Tugwell retains contract, but new restrictions added
Richard Tugwell, the businessman who for 35 years had sole authority to place bus benches around East Baton Rouge Parish, got the Metro Council’s approval Wednesday to continue providing bus benches for another eight years.
Tugwell’s new contract, which allows him to place bus benches with advertising on them, is more restrictive than two other bus bench contracts approved earlier this month.
The bus bench issue has caused many city-parish headaches in recent months, after the council approved two other more loosely regulated contracts that resulted in a sprint to place benches at bus stops.
Many complain the benches, which are funded via advertisements posted on the backs, are poorly regulated eyesores that often show up randomly instead of at designated bus stops.
The Metro Council in recent months passed bus bench contracts for Giraffe Advertisement and Geaux Benches, but the two agency contracts don’t have any caps on how many benches they can place or restrictions on what kind of advertising they can put on the benches.
The city-parish collects 10 percent of ad revenue in exchange for allowing the benches to be placed in public rights of way.
Tugwell’s contract limits him to 300 benches, and attempts to address many of the issues council members have raised regarding problems with the previous two contracts.
The Capital Area Transit System, which provides bus service in the parish, has said it intends to place about 100 of its own covered and lit bus shelters at stops next year.

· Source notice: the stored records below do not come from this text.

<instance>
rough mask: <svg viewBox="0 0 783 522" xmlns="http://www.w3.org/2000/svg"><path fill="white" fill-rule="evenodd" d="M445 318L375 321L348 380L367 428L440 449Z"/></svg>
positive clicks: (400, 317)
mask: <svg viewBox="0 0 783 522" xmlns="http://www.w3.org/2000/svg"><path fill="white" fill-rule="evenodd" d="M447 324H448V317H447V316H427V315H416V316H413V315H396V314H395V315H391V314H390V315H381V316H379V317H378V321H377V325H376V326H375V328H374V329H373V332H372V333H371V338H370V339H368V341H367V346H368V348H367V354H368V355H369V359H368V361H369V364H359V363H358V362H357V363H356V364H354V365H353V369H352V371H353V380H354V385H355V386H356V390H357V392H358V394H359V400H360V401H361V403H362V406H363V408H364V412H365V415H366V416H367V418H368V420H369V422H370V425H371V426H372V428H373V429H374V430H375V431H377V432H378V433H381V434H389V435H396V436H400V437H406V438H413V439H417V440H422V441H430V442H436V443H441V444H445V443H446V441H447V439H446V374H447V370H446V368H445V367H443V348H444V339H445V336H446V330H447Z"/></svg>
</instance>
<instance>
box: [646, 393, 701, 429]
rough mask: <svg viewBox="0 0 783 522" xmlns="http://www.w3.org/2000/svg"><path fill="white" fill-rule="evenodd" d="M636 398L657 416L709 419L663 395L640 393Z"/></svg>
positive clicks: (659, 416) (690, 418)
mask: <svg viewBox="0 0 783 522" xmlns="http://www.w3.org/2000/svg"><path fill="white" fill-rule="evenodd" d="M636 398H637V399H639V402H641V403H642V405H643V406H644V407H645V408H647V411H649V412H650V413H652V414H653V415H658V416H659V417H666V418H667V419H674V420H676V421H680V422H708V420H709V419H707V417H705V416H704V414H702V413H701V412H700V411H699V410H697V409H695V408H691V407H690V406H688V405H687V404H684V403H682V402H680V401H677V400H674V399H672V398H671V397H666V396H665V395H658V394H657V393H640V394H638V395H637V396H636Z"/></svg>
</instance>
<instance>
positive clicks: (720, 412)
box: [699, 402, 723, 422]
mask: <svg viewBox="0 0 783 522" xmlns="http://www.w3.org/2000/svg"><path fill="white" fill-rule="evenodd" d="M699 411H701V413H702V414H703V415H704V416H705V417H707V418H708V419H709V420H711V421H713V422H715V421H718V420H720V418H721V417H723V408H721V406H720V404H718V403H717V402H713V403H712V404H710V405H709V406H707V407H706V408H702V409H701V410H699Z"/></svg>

There are about 2,000 bus stops.
Tugwell said about 140 of his company’s bus benches are on state roads, which will have to be pulled up by the end of the year to comply with state policies.
The Department of Transportation and Development mandated the bus benches can not be in the rights of way of state roads, unless permitted by a local governing entity permits it. CATS has denied the permitting.
“They’ve made us jump through hoops for the last three months and we’ve done everything they asked of us,” Tugwell said, referring to his interactions with the Metro Council. “They’ve worn us down. This hurts our company and it hurts the city.”
Councilman Trae Welch said he doesn’t think it’s over because the city-parish still has a problem with the proliferation of bus benches by the other two companies. He said he would still like to figure a way to use permitting for state roads as leverage to get the other companies to sign more restrictive contracts.